Nouvelles promesses gouvernementales. Interrogée ce mercredi 18 juin, la ministre chargée de l'Égalité entre les femmes et les hommes, Aurore Bergé, a réaffirmé sa volonté de voir aboutir des réformes majeures en matière de lutte contre les violences sexuelles « avant la fin du quinquennat ». Cette déclaration intervient dans le sillage de l'affaire Lyhanna, qui a relancé le débat sur la prescription de ces crimes.
L'imprescriptibilité au cœur des discussions. La ministre a précisé souhaiter intégrer le principe d'imprescriptibilité des violences sexuelles dans le futur projet de loi sur l'enfance. « Il faut que la loi permette de juger ces actes odieux, quel que soit le temps écoulé », a-t-elle indiqué, soulignant que la justice doit pouvoir rattraper les auteurs, même des décennies après les faits. Cette position rejoint les demandes de nombreuses associations de victimes et de défense des droits de l'enfant.
Un calendrier serré. Aurore Bergé a également assuré que « les réformes nécessaires seront prises avant la fin du quinquennat », insistant sur la nécessité d'une action rapide et tangible.

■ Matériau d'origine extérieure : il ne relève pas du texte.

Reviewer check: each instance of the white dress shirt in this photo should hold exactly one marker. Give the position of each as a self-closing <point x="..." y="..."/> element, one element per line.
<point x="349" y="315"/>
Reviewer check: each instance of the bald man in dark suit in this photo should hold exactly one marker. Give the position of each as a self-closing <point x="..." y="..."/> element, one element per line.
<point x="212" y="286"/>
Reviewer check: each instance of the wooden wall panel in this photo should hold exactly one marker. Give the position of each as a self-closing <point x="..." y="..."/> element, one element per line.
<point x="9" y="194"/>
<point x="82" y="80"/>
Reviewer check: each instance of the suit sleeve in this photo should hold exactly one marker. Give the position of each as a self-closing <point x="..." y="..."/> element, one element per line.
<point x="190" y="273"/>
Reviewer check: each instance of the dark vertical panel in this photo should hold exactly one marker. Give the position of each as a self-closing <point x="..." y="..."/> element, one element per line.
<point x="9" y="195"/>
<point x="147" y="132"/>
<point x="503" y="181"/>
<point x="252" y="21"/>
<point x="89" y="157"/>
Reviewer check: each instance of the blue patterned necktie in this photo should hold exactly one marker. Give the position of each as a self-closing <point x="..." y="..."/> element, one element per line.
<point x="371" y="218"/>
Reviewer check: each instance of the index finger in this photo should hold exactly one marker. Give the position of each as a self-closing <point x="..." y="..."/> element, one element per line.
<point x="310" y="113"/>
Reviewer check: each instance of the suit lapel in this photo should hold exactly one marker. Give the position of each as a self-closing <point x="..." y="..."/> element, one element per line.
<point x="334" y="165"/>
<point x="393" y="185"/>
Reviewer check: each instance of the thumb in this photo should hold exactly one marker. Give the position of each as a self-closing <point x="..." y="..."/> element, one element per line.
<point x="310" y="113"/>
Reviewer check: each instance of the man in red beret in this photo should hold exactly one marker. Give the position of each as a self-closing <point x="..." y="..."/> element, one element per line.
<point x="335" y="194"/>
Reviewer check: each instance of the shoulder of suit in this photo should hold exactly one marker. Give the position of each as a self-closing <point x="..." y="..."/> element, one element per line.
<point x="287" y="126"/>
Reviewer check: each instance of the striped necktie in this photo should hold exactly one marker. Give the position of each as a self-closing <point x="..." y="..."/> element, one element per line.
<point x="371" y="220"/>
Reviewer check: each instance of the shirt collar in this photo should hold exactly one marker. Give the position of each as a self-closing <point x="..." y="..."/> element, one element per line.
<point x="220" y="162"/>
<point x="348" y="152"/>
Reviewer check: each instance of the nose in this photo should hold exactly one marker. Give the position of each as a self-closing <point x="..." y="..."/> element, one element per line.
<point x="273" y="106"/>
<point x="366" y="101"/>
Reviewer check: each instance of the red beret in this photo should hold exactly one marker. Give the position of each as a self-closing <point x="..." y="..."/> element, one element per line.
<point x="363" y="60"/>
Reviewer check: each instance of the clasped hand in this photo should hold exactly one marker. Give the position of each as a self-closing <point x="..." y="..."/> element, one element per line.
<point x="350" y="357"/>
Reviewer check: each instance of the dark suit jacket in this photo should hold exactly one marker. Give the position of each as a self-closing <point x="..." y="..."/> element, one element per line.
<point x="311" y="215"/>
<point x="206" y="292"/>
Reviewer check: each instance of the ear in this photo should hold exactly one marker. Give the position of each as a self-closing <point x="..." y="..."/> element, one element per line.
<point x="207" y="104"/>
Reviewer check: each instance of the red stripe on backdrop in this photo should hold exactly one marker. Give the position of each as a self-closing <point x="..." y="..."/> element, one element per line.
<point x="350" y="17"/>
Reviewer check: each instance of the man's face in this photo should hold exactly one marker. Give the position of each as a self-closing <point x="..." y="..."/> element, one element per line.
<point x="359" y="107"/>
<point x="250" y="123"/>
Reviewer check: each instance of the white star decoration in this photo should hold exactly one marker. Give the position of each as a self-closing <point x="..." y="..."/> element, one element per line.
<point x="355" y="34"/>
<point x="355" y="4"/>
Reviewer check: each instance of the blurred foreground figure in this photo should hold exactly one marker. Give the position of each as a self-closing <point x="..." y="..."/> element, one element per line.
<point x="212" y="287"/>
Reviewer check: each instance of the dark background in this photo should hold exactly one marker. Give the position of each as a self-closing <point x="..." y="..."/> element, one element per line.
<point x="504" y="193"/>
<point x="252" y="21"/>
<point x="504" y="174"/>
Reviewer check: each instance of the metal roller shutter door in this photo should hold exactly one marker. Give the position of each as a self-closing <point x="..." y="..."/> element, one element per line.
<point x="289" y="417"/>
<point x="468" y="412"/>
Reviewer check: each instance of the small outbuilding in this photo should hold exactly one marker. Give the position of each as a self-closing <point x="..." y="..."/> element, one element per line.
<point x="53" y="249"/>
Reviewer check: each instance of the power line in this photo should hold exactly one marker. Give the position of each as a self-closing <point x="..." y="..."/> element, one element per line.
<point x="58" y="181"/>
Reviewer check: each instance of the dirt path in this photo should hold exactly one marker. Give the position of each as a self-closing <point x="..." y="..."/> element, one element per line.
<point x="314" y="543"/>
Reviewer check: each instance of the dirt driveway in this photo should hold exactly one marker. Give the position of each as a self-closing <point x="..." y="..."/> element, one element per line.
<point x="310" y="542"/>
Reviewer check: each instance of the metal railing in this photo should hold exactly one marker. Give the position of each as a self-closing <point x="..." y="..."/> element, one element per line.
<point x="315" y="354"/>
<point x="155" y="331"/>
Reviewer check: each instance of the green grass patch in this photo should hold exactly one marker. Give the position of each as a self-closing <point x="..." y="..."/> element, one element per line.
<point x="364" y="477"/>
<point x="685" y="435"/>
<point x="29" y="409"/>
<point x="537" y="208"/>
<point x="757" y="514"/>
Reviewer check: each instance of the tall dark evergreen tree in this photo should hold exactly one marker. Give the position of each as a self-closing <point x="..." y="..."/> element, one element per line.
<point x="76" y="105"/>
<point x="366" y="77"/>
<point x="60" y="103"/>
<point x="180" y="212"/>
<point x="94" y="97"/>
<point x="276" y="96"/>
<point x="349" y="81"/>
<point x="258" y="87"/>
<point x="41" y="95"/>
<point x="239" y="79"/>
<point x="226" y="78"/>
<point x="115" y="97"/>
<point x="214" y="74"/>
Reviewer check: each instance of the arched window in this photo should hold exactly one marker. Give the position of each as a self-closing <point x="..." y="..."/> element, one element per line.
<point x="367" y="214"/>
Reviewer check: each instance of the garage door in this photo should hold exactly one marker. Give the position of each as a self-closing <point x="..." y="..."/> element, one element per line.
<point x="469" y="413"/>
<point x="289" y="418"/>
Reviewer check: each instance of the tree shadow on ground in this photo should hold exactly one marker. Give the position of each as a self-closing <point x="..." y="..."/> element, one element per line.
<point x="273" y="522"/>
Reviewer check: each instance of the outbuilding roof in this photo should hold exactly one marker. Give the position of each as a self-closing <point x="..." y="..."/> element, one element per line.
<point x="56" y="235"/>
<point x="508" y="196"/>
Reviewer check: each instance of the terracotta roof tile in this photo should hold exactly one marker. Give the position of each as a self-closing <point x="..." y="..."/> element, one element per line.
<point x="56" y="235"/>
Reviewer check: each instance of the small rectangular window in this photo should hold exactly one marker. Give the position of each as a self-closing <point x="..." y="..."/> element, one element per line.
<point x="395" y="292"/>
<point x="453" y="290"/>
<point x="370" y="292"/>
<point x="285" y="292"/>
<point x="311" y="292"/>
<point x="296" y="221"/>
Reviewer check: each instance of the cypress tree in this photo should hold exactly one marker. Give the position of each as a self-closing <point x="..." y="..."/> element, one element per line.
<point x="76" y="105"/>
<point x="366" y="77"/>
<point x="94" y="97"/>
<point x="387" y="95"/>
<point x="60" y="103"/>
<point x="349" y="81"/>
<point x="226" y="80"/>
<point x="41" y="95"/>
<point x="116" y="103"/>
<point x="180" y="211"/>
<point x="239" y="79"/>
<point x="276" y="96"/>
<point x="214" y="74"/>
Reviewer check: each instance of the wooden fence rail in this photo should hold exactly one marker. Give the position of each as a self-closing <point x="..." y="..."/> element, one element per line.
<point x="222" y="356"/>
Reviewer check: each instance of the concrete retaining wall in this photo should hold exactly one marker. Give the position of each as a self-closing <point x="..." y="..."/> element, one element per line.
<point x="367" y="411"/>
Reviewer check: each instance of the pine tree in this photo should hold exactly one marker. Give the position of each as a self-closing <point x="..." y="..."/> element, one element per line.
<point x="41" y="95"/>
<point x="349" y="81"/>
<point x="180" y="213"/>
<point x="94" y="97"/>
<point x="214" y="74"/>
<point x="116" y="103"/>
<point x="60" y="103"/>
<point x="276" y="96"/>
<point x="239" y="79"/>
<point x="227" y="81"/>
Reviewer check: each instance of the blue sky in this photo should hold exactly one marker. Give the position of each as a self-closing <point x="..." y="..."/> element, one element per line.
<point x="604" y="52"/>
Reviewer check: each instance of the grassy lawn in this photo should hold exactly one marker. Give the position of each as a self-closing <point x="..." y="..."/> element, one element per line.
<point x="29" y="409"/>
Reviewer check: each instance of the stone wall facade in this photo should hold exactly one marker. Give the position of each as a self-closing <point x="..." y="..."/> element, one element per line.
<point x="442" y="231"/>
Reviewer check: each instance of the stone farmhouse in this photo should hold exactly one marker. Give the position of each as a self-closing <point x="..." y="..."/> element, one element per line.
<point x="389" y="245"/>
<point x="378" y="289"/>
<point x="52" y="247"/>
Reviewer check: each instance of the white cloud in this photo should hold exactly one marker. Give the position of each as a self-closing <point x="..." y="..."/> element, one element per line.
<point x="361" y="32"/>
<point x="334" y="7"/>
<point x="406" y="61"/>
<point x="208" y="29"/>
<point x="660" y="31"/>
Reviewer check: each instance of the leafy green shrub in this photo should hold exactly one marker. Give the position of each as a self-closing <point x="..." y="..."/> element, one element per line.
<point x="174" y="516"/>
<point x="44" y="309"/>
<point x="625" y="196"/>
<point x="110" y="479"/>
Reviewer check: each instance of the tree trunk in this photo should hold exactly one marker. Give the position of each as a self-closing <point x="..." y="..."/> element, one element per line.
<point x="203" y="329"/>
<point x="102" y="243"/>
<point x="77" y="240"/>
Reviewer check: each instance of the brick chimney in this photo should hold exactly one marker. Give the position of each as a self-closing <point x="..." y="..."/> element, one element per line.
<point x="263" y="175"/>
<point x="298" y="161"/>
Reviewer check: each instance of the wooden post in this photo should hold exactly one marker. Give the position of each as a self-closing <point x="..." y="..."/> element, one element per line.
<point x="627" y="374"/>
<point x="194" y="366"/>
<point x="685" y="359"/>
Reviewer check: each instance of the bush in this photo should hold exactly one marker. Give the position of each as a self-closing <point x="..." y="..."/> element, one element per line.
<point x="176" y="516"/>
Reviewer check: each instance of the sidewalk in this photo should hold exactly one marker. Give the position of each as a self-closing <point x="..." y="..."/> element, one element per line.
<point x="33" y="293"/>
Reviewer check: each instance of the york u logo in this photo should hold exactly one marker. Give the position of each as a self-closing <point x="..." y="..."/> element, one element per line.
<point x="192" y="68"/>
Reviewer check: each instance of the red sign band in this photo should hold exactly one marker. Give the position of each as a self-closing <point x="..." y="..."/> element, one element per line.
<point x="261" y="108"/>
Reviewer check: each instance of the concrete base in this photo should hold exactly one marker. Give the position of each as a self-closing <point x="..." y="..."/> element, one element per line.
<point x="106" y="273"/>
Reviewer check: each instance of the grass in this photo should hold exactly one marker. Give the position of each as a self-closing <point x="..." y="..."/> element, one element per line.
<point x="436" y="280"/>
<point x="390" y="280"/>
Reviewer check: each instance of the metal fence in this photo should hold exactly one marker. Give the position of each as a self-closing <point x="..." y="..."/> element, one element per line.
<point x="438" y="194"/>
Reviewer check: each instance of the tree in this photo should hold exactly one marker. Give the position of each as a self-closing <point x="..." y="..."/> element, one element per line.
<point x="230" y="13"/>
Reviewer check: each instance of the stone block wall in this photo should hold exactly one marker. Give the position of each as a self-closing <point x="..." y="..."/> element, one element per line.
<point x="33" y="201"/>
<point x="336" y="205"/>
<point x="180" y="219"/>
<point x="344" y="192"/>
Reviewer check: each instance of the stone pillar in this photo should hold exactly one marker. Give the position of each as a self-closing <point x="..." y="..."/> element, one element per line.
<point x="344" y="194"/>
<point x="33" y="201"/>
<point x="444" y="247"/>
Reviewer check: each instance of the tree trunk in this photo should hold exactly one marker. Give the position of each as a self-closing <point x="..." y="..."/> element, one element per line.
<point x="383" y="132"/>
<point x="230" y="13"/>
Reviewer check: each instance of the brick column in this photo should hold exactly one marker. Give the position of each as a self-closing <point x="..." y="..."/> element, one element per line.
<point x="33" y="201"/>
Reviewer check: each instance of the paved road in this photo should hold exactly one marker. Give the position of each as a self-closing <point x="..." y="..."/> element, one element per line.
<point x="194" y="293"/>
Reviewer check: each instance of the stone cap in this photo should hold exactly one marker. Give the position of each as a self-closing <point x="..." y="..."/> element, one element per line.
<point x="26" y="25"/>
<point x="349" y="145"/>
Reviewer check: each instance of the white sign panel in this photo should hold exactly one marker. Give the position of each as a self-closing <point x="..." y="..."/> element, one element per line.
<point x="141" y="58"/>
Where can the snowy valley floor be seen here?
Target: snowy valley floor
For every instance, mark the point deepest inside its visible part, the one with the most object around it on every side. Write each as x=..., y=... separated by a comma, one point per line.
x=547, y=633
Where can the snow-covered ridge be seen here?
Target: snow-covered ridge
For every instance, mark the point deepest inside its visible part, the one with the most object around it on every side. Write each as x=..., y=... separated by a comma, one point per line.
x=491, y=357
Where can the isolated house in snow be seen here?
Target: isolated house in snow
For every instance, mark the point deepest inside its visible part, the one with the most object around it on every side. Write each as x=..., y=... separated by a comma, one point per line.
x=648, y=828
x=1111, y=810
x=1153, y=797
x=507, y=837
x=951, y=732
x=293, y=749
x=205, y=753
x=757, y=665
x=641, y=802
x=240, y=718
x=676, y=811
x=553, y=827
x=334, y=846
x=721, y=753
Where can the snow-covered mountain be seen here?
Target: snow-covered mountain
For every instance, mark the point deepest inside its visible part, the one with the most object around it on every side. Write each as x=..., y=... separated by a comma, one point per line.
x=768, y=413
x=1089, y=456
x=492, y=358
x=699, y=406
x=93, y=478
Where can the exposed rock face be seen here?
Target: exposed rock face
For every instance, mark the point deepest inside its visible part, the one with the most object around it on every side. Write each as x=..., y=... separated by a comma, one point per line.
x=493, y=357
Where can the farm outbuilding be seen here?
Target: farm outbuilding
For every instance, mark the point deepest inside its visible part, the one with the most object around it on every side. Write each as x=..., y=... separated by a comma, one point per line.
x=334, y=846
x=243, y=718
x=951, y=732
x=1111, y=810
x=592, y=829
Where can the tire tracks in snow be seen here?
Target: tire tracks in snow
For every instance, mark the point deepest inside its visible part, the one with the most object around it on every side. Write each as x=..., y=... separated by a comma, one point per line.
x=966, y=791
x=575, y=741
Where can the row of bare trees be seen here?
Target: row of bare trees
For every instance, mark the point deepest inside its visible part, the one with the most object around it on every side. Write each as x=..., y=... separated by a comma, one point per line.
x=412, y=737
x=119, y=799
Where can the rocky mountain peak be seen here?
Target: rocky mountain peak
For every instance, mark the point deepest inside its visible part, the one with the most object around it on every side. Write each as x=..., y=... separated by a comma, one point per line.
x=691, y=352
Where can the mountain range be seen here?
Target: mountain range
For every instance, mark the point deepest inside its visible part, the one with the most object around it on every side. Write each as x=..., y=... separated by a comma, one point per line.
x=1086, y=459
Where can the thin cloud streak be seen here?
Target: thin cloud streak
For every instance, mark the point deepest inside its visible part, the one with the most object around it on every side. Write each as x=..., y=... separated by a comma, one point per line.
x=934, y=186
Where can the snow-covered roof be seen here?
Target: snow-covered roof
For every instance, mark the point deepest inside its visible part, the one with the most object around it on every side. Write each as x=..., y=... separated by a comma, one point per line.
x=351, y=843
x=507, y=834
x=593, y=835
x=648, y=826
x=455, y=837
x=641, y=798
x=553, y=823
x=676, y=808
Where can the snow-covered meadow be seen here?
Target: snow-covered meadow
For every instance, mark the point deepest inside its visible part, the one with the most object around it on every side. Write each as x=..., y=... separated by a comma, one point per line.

Elle a rappelé que le gouvernement avait déjà engagé plusieurs chantiers, notamment sur l'écoute des victimes et le renforcement des peines, mais que l'affaire Lyhanna imposait d'aller plus loin.
Des mesures concrètes attendues. Outre l'imprescriptibilité, plusieurs pistes sont évoquées : allongement des délais de prescription pour les agressions sexuelles, création d'un statut spécifique pour les témoignages de victimes, ou encore meilleure coordination entre les services de l'État et les associations. La ministre a insisté sur la nécessité de « briser la loi du silence » et de « protéger les enfants dès le plus jeune âge ».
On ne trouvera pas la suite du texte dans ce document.